The Program #1
author : suzanne young
pages : [hardcover] 408
memorable quote : If it’s meant to be, you’ll find each other again.
favorite character : james
In Sloane’s world, true feelings are forbidden, teen suicide is an epidemic, and the only solution is The Program.
Sloane knows better than to cry in front of anyone. With suicide now an international epidemic, one outburst could land her in The Program, the only proven course of treatment. Sloane’s parents have already lost one child; Sloane knows they’ll do anything to keep her alive. She also knows that everyone who’s been through The Program returns as a blank slate. Because their depression is gone—but so are their memories.
Under constant surveillance at home and at school, Sloane puts on a brave face and keeps her feelings buried as deep as she can. The only person Sloane can be herself with is James. He’s promised to keep them both safe and out of treatment, and Sloane knows their love is strong enough to withstand anything. But despite the promises they made to each other, it’s getting harder to hide the truth. They are both growing weaker. Depression is setting in. And The Program is coming for them.
I read through The Program really quickly. The writing style and characters easily captivated me and kept me reading, although at first I was unsure of how the premise would hold up under a 400 page book. I think I expected more of a deeper meaning within the text rather than the use of the epidemic to add more pressure and a conspiracy feel to the novel. I wanted to learn more about how this was happening and wasn’t sure of whether it was supposed to be taken that suicide was actually contagious like a disease in the world presented here.
That said, the way that the book tried to paint The Program in a bad light kind of confused me. I could completely understand why the characters were fighting to keep sane and away from depression because they didn’t want to lose their memories and all of the connections in their old lives. But though The Program was viewed as something evil, it was actually working and keeping the teenagers going through it from killing themselves.

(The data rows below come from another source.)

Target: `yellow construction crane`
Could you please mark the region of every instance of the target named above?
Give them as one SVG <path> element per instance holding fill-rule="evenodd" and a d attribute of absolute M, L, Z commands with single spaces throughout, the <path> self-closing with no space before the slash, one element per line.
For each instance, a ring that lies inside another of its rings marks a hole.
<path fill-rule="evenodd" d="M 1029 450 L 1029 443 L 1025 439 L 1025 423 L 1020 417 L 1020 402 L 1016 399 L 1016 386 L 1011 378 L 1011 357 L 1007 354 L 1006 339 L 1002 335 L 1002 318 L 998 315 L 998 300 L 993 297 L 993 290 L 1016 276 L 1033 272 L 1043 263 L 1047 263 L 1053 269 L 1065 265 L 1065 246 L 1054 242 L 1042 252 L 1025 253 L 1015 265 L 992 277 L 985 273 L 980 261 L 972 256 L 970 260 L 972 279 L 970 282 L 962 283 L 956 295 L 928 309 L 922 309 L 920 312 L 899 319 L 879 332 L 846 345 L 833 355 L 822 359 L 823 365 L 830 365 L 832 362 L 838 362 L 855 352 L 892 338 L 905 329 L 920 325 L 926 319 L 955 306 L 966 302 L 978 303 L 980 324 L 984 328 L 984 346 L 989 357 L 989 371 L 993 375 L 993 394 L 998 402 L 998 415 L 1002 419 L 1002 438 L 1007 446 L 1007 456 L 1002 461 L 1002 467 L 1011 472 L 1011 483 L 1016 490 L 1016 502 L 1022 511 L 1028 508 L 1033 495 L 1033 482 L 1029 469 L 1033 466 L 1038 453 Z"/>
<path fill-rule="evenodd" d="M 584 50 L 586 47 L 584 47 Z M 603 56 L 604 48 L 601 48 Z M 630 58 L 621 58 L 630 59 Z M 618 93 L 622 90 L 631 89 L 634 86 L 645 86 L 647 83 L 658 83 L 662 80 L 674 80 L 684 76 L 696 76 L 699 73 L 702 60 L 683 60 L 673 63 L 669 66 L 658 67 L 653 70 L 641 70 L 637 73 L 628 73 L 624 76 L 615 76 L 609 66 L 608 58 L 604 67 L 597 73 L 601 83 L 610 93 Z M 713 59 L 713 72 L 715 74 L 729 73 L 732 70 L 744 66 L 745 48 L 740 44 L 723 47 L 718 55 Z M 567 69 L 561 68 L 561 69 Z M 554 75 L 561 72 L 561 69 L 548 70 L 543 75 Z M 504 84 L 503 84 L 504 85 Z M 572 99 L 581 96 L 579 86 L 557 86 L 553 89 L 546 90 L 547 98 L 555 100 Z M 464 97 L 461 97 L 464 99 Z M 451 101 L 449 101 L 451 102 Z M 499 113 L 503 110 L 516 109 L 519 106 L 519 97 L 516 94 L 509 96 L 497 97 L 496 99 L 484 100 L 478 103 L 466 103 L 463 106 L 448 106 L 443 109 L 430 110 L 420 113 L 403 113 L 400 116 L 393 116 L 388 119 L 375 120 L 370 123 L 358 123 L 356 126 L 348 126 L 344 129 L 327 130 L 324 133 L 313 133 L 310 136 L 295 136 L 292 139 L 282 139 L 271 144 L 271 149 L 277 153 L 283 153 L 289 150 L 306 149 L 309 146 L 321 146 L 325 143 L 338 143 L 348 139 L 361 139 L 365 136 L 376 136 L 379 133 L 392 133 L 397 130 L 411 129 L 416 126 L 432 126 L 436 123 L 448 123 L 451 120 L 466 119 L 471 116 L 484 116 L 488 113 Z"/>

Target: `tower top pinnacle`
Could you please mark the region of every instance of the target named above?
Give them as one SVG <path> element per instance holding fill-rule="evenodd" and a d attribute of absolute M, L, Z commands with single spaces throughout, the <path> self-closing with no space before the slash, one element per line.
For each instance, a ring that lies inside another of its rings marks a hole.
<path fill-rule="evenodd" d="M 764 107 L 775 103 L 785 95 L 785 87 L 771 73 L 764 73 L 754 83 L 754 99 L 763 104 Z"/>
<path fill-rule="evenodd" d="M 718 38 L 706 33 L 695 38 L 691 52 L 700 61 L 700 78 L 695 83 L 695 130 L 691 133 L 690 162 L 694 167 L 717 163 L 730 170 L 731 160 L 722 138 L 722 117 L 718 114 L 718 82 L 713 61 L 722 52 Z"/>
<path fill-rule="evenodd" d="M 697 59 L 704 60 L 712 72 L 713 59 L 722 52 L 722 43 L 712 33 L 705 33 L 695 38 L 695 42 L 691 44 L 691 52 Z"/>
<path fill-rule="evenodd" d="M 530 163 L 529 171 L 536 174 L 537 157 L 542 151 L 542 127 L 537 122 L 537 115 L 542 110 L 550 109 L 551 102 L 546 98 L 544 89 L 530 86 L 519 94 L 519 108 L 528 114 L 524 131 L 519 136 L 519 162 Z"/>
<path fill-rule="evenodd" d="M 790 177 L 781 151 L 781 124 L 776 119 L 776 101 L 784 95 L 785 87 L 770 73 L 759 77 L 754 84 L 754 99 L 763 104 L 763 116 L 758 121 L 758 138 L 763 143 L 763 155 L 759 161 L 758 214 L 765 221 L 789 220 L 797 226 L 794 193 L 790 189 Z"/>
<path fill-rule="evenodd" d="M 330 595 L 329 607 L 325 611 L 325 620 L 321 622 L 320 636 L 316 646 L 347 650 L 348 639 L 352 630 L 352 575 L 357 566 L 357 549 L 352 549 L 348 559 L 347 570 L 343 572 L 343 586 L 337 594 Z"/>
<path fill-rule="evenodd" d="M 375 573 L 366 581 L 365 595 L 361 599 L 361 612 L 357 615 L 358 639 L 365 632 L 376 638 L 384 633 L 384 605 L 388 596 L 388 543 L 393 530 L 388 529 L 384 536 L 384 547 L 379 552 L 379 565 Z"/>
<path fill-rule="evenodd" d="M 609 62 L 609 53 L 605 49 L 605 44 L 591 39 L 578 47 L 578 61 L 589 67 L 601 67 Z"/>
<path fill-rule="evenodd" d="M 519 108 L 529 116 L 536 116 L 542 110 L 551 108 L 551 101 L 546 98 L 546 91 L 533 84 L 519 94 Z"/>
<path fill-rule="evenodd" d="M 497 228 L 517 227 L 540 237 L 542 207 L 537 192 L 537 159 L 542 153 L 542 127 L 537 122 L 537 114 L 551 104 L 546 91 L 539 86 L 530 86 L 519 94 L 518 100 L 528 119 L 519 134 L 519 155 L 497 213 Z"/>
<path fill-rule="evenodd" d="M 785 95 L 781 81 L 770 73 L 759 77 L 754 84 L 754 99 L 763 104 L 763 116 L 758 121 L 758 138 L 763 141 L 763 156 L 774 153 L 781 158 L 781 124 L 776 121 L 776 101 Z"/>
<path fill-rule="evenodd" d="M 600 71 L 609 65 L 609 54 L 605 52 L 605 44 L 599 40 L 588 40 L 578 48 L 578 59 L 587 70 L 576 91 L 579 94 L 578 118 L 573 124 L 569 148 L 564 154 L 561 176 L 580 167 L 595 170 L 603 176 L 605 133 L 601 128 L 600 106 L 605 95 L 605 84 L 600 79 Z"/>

I think that any parent who had the chance to save their kid rather than having them die with all of their memories intact would choose to keep their child.
When I started this book I didn’t know that it was going to be a series and that partially annoyed me. I didn’t realize until the end, which clearly led up to a sequel, that this wasn’t a stand-alone novel. Everything I saw promoting it didn’t hint at that and I’m not sure if I’m going to like the direction that the sequel looks like it will be taking things. I might read it but I might not; I don’t have any particular inclination or obligation toward the characters to finish the series. By reading The Program, which I did enjoy and like, I satisfied my curiosity about it.